Plus, the food was really good. The meats were extremely well marinated and contained just the right amount of fats to provide that wonderful caramelization when cooked over the hot coals.

The cold noodles were also extremely good. We’ve had this dish in Biwon in London, and weren’t blown away then. We really wanted to try it again in Korea, where we would hopefully get the real deal, and oh yes we did. The noodles were soft and silky smooth, and there was a lovely tangy flavour in the icy cold beef broth, which was the perfect companion dish to the smoky salty barbecued meats.

This is one place we will definitely be returning to have another meal at before we leave Korea. So far we’ve been having such a good time in Seoul that we have cancelled a night’s accommodation in Jeonju to remain in Seoul for more sightseeing and eating. Plus, the 3 hour train ride to Jeonju isn’t exactly our idea of a good time. So, with the additional day-ish in Seoul we’ll definitely be able to go back to this restaurant for another awesome carnivorous feast.  

Service: 7.5/10
Food: 8/10

Samkim

Address: Myeongdong
Directions: This is just next to Gogung.

After our lunch at Gogung, we noticed this little restaurant that was attracting quite a crowd. We made a note to return someday to check it out, and ended up returning that very same day for dinner!
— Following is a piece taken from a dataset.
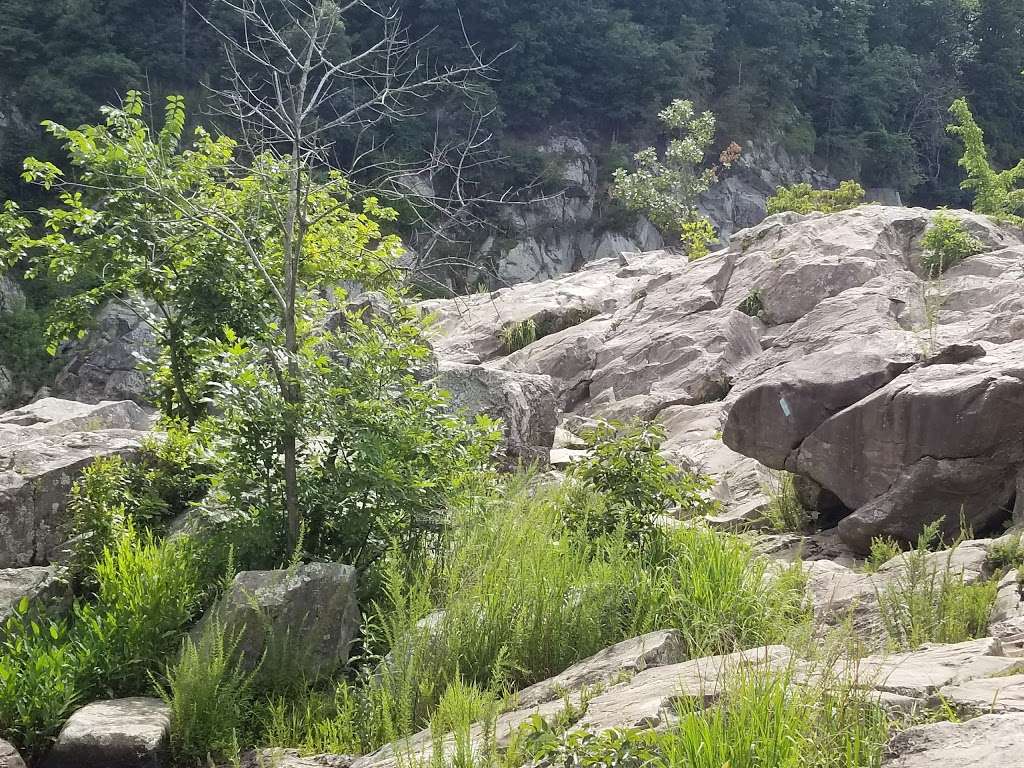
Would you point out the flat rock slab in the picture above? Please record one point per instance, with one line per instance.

We ordered a platter of various pork cuts to barbecue and a kimchi stew. The kimchi appetizer that was brought to us was a little tangy and we weren’t sure that we liked it as much as the other kimchis we’ve had so far in Korea. However, their kimchi stew, which was made using that very same sour-ish kimchi, was just perfect. Somehow when transformed into a stew, the tangyness really works, and creates a wonderful broth that is just irresistible. Just as a side note, we are just wowed by the fact that every place makes their own version of kimchi, and no two kimchis from different restaurants ever taste the same. It’s just remarkable to see the pride everyone takes in their own kimchi.

When our pork platter was brought to us, we were slightly disappointed. The meats were just simply sliced and presented without being marinated beforehand, and we were convinced that there wasn’t going to be a lot of flavour at all in those meats. However, we were so wrong. After the meat has been barbecued, you’re supposed to use a piece of lettuce, with some condiments and sauces, to wrap the meat and eat it as a little spring roll, if you will. This little parcel-y thing was seriously good. We found that the lack of marinade allowed us to taste the fresh, natural flavours of the meat, and with all the various condiments and sauces, we could create that perfect bite with our simple, unassuming slices of pork.